All countries: introduction training required when new or underused vaccines are introduced. Assumed to be included in annual refresher training after year of introduction. |
Supervision |
Salaries for supervisors and support staff, stationery, transportation and per diem for supervisory visits |
All countries: districts with less than 50% coverage require additional supervisory visits.
Number of districts that can be visited per supervisory visit is linked to the average distance between districts and the capital. |
Media, information, education and communication (M&IEC), and social mobilization |
M&IEC: Media (radio time, flyers, television time, booklets, newspaper adverts, communication strategy).
Social mobilization: additional staff, resources for planning and administration, supervision, and bicycles |
M&IEC, scaling up routine coverage:
TU and SI: development costs of strategy only in countries where there are no plans within the vaccine national budgets for social advocacy and mobilization (e.g. strategy development, meetings). Additional media and IEC materials included in all TU and SI countries.
Countries with McKinsey classification of SA (Stand-Alone; well-performing): None.
M&IEC, introducing an underused or new vaccine:
All countries: development of a full media advocacy package
Social mobilization:
All countries: additional volunteers and supervisors for districts with coverage less than 50%. |
Monitoring, evaluation, surveillance, laboratory |
Computer hardware (including maintenance and running), development of SOPs, training, meetings and international technical assistance; immunization cards, coverage surveys. Laboratories including equipment (plus maintenance and running costs), lab supplies, refresher training, quality control; field officer operations, meetings. Annual gross salaries for international and local staff for country implementation support |
Infrastructure upgrade (computer, fax/telephone, voltage stabilizer)
TU: 1 per district
SI: 1 for 50% of districts
Immunisation cards
TU and SI countries: cards for additional children above current coverage rates.

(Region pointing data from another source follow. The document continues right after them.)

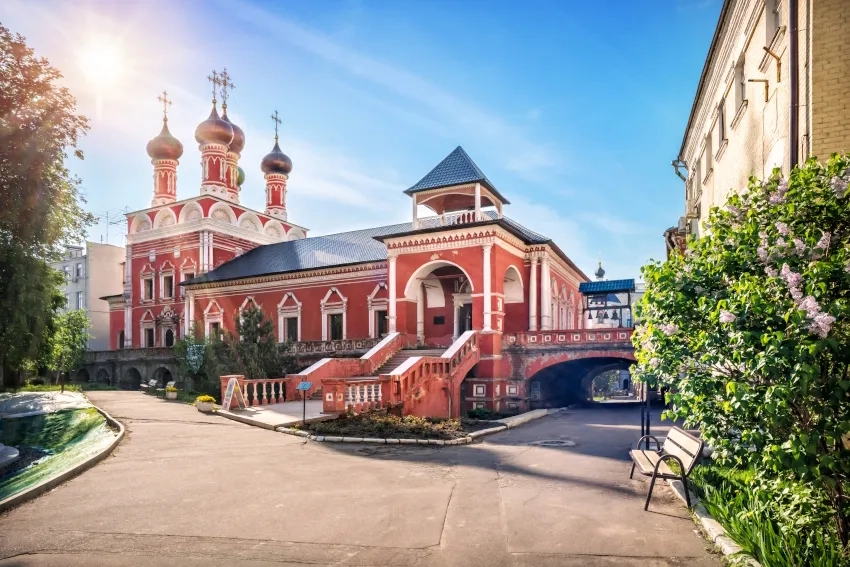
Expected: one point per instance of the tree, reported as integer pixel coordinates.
(41, 199)
(751, 328)
(67, 343)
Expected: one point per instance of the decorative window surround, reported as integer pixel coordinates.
(334, 308)
(375, 305)
(285, 312)
(167, 270)
(212, 314)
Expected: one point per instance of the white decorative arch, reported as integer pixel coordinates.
(274, 229)
(250, 221)
(287, 309)
(141, 222)
(223, 212)
(334, 308)
(212, 315)
(294, 234)
(377, 306)
(164, 217)
(190, 211)
(513, 286)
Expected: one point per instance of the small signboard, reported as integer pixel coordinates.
(232, 388)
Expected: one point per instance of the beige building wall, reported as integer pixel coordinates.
(740, 121)
(91, 273)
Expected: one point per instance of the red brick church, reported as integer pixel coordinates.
(455, 283)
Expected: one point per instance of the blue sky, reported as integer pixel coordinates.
(574, 110)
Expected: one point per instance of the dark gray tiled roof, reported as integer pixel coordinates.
(356, 247)
(456, 169)
(607, 286)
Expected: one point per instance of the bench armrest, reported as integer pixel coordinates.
(657, 444)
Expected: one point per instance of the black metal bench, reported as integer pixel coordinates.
(679, 447)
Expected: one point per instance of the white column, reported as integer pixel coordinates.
(415, 213)
(391, 284)
(488, 300)
(532, 296)
(545, 295)
(420, 314)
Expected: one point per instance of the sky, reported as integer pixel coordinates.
(574, 110)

International and Regional Technical Assistance
Health system strength index was used as the basis for estimating number of minimum staff required for initial phase of scaling up
(around 10% of total staff needs) in a joint consultation with WHO and UNICEF.56
Immunization coverage surveys
Every 3 years
Development of strategies
If not already being done, costs for consultants and workshops to develop:
- a 3–5 year strategic plan every 4 years
- annual work plan for immunization services
- plan for measles control every 4 years
- plan for safe injection every 4 years
- annual district microplans (for districts which do not already have one).
Laboratory
Capital cost to equip a bacteriological lab (for meningococcal, pneumococcal and Hib): 2 years prior to introduction of vaccine. Training and annual lab supplies.

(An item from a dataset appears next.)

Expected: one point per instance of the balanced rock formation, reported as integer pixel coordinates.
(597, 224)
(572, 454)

Capital cost to equip a lab for ELISA-based testing: 2 years prior to introduction of rubella, rotavirus, yellow fever, HepB, JE. Training and lab supplies. |
Service delivery | Per diem for outreach, additional personnel (salaries) | All countries: The annual number of outreach visits estimated by calculating 2005 capacity to deliver immunization visits, and assuming that 50% of the additional contacts will be delivered through outreach services, and the distribution of additional contacts across urban and rural areas. TU and SI countries: Annual estimates of the additional personnel at the district and health facility levels are estimated based on a regression model fit to FSP data,19 using as covariates the number of nurses, DTP3 coverage changes, birth cohort size, population density, and urban/rural population distribution. The average salary of immunization staff at these levels is taken from the FSP19 data where available, and from a regression model using FSP data to predict salaries from the size of the birth cohort, the proportion of the population living in urban areas, economic status, and government health expenditures where not available. |
DTP3, Diphtheria-tetanus-pertussis, third dose; ELISA, enzyme-linked immunosorbent assay; FSP, Financial Sustainability Planning; HepB, hepatitis B; Hib, Haemophilus influenzae type b; JE, Japanese encephalitis; SOPs, standard operating procedures; UNICEF, United Nations Children’s Fund.